I’ve observed several people who have gone from overweight to very fit. By and large, they did it by alternating weight training one day and running the next, or by using a similar combination of explosive effort and cardiovascular work, like gymnastics and badminton.
With the 8 and 2 program, you get some of the same fat-burning effect as that experienced by a soccer player, for example, who runs for a while and then walks for a bit. And the total number of exercise minutes increases dramatically, which helps as well.
Of course, a soccer player does a lot of sprinting, while basketball and volleyball players do a lot of jumping. Since such intensive efforts maximize fat burning, it would make sense to do a little sprinting, occasionally. But another way to achieve the same effect is by running hills.
When you run a hill, you’re performing an anaeorbic activity that builds the muscle you need to burn fat. So if the additional running time you can do with an 8 and 2 program is spent in the hills, there is a tremendous capacity for fat burning!
Permission to Walk
Perhaps one of the greatest benefits of the 8 and 2 program is that it gave me permission to walk. So when I was faced with a super-steep climb to the ridge, I didn’t feel compelled to grit my way up it. I spent the next 10 minutes hiking to the top, and then walking along the ridge, enjoying the view.
Somehow, I always used to feel guilty if I “stopped and walked” during a run. Maybe that’s why exploring was so much fun. In addition to satisfying my intellectual curiosity (no small thing), trying to figure out which way to go next gave me an accetable excuse to take a break.
But at any other time, I could never bring myself to walk, as long as I was “running”. But with the 8 and 2 program, walking is built in. I’m already spending time walking, so why not spend a little more to enjoy the view, or the deer, or whatever, instead of sprinting by?
Suddenly, it made a lot of sense to walk at times like that.

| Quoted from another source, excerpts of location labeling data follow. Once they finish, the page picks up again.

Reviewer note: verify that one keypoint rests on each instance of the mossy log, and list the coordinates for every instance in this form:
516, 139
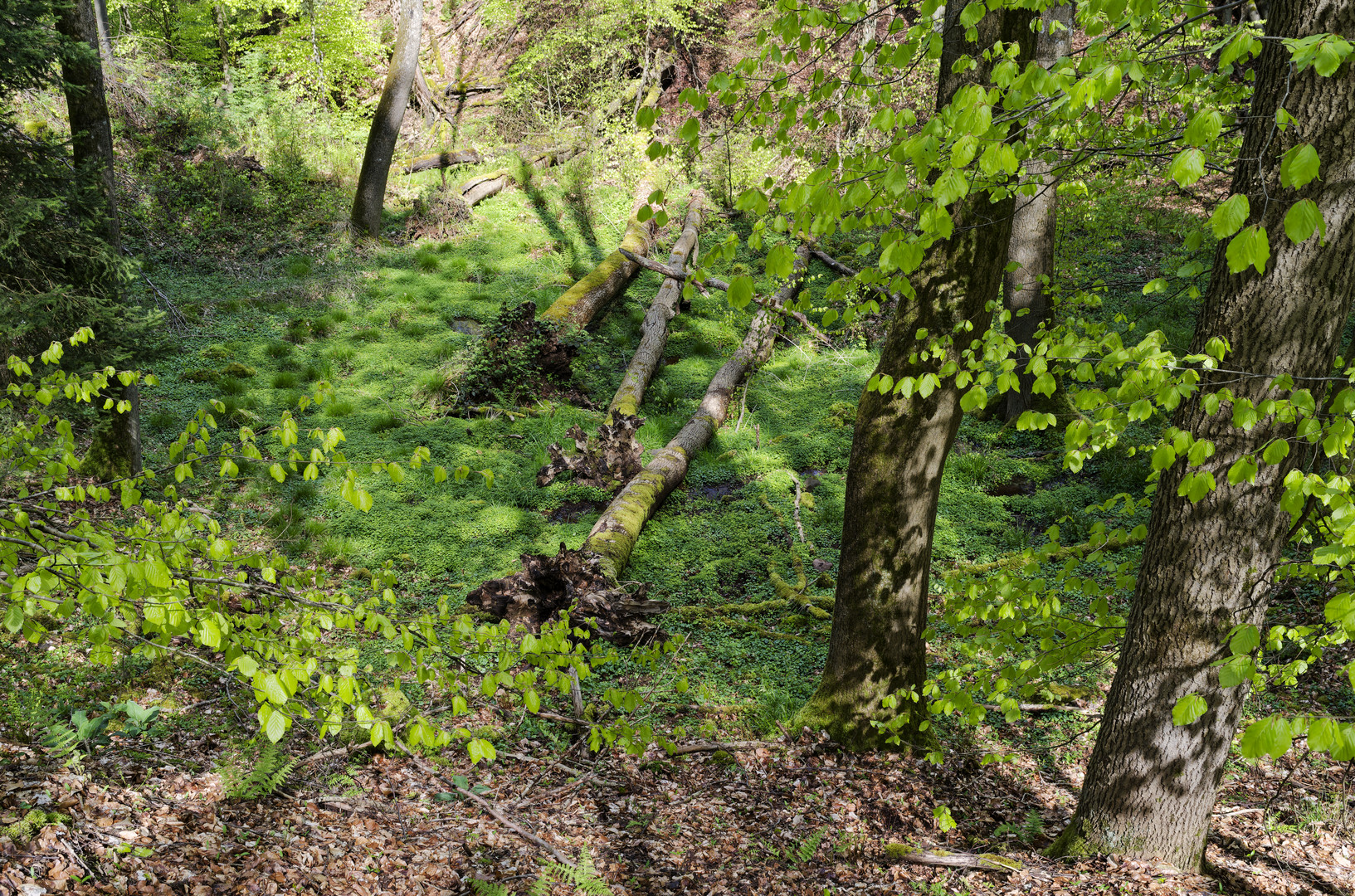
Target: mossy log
616, 532
838, 267
580, 303
443, 160
655, 329
480, 188
678, 271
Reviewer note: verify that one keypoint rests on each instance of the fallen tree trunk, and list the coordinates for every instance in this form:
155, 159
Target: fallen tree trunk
614, 534
584, 582
580, 303
480, 188
445, 160
678, 271
655, 329
834, 265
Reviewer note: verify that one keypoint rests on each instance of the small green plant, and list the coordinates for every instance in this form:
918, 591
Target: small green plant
385, 421
85, 733
299, 266
1027, 833
798, 853
252, 772
583, 877
971, 470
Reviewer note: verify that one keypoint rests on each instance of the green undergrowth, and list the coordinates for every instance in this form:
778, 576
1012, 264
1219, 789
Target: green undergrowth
395, 331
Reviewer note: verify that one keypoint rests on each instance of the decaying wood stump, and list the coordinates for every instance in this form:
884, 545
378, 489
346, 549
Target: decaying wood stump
571, 582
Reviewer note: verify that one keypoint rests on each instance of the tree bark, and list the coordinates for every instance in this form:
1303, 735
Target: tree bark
1206, 567
1034, 224
445, 160
222, 45
480, 188
614, 534
100, 22
580, 303
655, 329
118, 442
900, 446
385, 124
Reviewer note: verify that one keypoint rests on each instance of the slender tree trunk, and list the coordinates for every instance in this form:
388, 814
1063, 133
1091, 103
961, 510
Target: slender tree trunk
900, 446
222, 46
100, 21
385, 124
614, 534
91, 143
580, 303
1034, 226
655, 329
1207, 566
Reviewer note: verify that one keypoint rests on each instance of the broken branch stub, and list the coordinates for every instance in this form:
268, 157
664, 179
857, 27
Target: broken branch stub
580, 303
614, 534
655, 329
610, 462
571, 582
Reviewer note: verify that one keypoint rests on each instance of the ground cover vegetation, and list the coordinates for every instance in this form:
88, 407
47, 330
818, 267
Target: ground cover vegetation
961, 507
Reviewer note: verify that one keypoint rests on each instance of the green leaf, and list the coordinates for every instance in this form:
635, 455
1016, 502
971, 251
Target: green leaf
781, 261
1229, 216
276, 727
158, 573
275, 692
1275, 451
1187, 167
1244, 640
1303, 220
481, 750
1251, 247
1203, 128
1299, 166
1188, 709
1270, 737
1324, 735
740, 292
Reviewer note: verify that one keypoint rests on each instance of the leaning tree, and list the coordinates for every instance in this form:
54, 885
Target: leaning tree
385, 122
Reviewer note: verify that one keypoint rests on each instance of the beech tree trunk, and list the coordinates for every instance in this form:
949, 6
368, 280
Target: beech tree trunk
612, 274
655, 329
118, 442
385, 122
614, 534
1034, 224
900, 446
1206, 567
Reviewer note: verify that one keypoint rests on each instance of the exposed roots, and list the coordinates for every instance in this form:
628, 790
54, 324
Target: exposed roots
610, 462
571, 582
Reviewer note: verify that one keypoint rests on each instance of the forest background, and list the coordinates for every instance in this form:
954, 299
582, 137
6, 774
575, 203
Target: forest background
236, 281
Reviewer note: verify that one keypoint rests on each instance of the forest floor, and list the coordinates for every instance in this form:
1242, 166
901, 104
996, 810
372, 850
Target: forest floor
395, 329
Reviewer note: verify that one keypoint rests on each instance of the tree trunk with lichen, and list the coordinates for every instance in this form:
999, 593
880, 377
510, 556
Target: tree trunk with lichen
655, 329
899, 451
580, 303
115, 451
614, 534
370, 197
1034, 222
1207, 566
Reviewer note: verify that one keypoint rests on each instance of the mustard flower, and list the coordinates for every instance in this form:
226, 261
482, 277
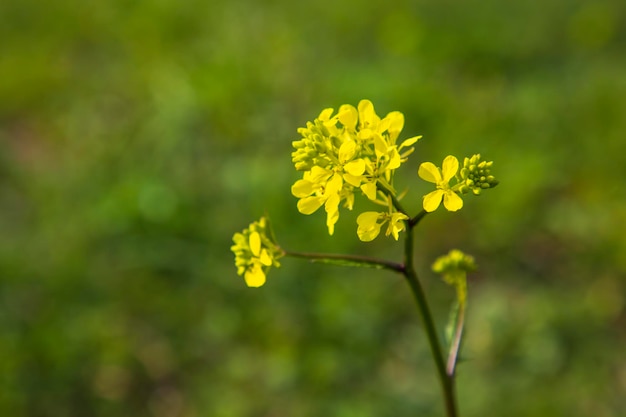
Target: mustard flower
371, 222
255, 252
441, 177
343, 153
475, 175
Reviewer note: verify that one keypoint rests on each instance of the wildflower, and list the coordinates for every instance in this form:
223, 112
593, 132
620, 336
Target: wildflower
441, 177
255, 252
371, 222
343, 153
476, 175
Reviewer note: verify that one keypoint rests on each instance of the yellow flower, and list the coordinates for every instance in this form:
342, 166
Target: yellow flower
371, 222
441, 177
255, 252
342, 153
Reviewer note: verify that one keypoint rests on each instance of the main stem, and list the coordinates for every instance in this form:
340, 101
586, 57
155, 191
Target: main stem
447, 380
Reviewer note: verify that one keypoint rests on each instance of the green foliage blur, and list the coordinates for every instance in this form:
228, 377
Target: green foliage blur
136, 137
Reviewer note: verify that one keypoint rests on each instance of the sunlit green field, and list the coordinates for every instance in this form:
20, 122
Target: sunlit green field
137, 137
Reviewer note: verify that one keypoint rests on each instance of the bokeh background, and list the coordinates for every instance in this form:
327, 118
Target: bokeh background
136, 137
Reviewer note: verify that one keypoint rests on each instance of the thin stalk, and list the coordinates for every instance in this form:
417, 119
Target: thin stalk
456, 343
347, 260
446, 380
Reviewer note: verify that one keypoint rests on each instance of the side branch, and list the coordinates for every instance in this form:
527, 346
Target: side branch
347, 260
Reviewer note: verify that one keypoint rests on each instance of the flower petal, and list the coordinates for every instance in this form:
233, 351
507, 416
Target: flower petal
409, 142
255, 243
396, 123
369, 227
367, 115
332, 212
396, 224
347, 151
429, 172
334, 185
452, 201
302, 188
355, 168
265, 258
432, 200
348, 116
309, 205
255, 277
352, 180
369, 190
450, 167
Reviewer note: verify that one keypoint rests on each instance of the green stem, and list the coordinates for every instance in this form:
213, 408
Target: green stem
447, 380
455, 344
394, 200
348, 260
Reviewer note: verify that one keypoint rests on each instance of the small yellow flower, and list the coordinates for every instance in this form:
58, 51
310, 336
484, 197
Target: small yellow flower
371, 222
340, 154
441, 177
255, 252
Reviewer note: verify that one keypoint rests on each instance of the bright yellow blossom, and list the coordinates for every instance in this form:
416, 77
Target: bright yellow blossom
255, 252
340, 154
441, 177
371, 222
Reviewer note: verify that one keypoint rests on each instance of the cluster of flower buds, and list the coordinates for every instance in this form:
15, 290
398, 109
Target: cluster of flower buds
255, 252
475, 175
343, 153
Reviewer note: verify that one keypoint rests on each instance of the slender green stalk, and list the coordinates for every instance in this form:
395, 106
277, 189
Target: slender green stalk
447, 380
347, 260
456, 343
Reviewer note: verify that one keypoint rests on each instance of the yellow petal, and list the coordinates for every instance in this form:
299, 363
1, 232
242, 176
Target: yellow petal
450, 167
369, 227
452, 201
429, 172
332, 212
367, 115
318, 174
255, 277
334, 185
432, 200
348, 116
356, 168
369, 190
325, 114
302, 188
394, 159
265, 258
396, 225
309, 205
409, 142
352, 180
255, 243
380, 146
396, 123
347, 150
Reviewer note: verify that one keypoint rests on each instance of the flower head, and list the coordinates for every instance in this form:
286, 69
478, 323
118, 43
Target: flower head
371, 222
341, 154
255, 252
441, 178
476, 175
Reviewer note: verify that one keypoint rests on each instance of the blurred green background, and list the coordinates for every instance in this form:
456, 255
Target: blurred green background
136, 137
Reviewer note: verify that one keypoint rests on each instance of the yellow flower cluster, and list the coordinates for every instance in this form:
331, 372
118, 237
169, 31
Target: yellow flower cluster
255, 252
351, 150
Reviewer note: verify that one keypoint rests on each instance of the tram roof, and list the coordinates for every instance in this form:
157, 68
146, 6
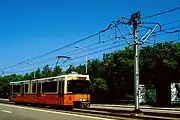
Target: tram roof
41, 79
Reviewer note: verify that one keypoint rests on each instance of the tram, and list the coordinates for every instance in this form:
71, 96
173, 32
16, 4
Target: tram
71, 90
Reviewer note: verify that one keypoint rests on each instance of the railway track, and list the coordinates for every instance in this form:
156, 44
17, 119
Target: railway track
97, 113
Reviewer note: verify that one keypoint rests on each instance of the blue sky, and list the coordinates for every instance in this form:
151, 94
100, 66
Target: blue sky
32, 27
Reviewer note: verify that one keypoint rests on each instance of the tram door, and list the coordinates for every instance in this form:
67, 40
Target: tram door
61, 92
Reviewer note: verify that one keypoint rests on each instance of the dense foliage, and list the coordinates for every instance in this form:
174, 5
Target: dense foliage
112, 77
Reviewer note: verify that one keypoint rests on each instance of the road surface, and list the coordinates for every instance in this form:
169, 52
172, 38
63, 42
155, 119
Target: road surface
13, 112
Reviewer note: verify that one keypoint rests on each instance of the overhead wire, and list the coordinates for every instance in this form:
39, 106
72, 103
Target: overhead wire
39, 56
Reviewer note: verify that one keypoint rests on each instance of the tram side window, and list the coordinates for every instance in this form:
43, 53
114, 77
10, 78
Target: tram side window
16, 88
49, 87
34, 88
26, 88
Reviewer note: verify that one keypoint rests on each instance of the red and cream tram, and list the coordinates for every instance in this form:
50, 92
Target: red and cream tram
66, 90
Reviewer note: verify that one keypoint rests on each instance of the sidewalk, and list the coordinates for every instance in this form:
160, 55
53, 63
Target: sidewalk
132, 107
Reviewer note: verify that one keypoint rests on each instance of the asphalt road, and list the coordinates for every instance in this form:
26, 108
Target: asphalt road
13, 112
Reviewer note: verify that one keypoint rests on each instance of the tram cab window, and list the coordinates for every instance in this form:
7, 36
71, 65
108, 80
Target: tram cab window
26, 88
34, 88
16, 89
49, 87
78, 86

If your goal is to maximize your athletic capabilities, you probably want to run hard, continuously. But if your goal is to burn fat, get outdoors, and feel the weather on your skin, then the 8 and 2 program is hard to beat
The 8 and 2 program isn’t carved in stone, either. There are many variations on it, so you can tailor one to suit yourself. (The original article described some variations other than the ones I mention here. They would be worth exploring if I can ever find the article again!)
Right now, 8 and 2 is working great for me. Bt I figure I may be able to move up 8-1/2 and 1-1/2 some day. Or maybe even 9 and 1. That would be cool.
Or you may find that 6 and 2 works better for you, or even 4 and 2. Hey, whatever gets you out there and moving, do it!
As for me, I’ll be out there loafing along with my relaxed 8 minute stride, and my 2 minute stroll. Hey, it works for me.